← All posts

MCP Tool Design Is Not API Design

by Gregor

I’ve been working on mage-bench for over a month now, which I believe makes me an expert on MCP and agents.

A major piece of the mage-bench architecture is the Bridge, a headless game client that exposes MCP tools. Those tools allow my agents to understand the current game state and take actions.

I have strong opinions about API design. At first, I looked at MCP and said “ah, this is just an API, so I should just write a good API”. I was pretty surprised when I started looking in the logs and saw how much trouble the LLMs were having with actually using the tools I’d built (LOOK AT YOUR LOGS). It turns out that a good MCP tool should have more in common with a CLI that you expect people to use rarely than with a production API.

In API design I love the pattern of making illegal states unrepresentable. This often entails doing things like this:

message ManaSource {
  oneof source {
    string object_id = 1;
    ManaInPoolIdentifier mana_in_pool = 2;
    AbilityIdentifier ability = 3;
    // ...
  }
}

message MyRequest {
  repeated ManaSource mana_plan = 1;
}

Complex nested structures, with all the possibilities encoded directly in the type system. If you do it right, this allows you to write very simple code on the client and on the server, with typechecking catching many possible errors at compile time, and small requests on the wire to boot. This is great for real software development. Catching errors at compile time is massively cheaper than catching them at runtime, and putting your constraints in the type system means tools like autocomplete can understand them.

But it’s terrible for LLMs. LLMs are not writing software once to be reused over and over again - they are writing a single tool call by hand, which will be executed exactly once. And they don’t have access to a compiler - they’re just emitting JSON and hoping that it works. There’s no meaningful “compile time vs runtime” distinction for them. So the benefits are smaller, and you’re spending a lot of tokens on your fancy complicated format.

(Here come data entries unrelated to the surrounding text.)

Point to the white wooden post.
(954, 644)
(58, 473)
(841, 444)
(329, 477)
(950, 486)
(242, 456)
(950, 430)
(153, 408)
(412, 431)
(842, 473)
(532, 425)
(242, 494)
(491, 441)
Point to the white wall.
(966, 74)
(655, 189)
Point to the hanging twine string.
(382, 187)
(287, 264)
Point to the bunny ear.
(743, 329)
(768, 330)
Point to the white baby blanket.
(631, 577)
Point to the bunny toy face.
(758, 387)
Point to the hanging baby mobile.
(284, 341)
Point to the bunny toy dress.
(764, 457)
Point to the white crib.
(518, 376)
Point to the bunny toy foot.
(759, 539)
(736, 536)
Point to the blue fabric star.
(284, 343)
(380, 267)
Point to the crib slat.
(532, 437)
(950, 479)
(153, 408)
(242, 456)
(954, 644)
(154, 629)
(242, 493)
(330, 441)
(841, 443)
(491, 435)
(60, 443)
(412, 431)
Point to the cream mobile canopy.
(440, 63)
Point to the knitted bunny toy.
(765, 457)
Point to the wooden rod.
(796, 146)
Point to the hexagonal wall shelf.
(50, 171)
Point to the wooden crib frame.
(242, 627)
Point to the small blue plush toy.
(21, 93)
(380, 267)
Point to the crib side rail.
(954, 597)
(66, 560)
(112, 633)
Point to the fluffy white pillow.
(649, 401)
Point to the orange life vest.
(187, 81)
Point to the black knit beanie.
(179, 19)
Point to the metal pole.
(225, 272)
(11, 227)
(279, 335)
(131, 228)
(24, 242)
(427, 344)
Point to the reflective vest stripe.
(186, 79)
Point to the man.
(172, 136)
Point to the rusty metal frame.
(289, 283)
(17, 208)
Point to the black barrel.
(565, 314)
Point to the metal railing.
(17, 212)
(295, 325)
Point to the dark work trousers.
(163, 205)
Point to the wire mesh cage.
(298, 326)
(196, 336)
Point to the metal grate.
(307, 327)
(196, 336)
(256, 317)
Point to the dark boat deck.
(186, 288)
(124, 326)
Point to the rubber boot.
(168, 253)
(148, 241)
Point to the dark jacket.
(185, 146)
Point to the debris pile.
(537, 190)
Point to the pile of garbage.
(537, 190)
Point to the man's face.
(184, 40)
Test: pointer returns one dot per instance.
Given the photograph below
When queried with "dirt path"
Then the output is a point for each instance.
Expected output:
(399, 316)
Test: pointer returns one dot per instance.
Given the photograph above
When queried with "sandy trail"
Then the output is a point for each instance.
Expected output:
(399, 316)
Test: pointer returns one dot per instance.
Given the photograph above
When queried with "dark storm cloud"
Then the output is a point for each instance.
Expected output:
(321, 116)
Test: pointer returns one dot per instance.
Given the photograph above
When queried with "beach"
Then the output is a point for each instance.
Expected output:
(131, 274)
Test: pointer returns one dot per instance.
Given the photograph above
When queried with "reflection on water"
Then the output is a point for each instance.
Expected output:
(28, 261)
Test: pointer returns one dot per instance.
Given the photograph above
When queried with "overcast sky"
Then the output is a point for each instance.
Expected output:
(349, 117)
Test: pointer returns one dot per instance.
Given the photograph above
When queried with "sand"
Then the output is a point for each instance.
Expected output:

You also run into sillier problems like “the LLM really wants to emit a value for every possible field” which I expect to disappear eventually.

Empirically, a better pattern is this:

message MyRequest {
  string mana_plan = 1; // comma-separated list of ids, colors (to spend from pool), or id:ability pairs. Example: "p1,p5,RED,RED,p3:2"
}

Just shove everything in a string and make the server return a meaningful error if it doesn’t parse right. This is intellectually unsatisfying but empirically it works. This is a common pattern in developing with LLMs.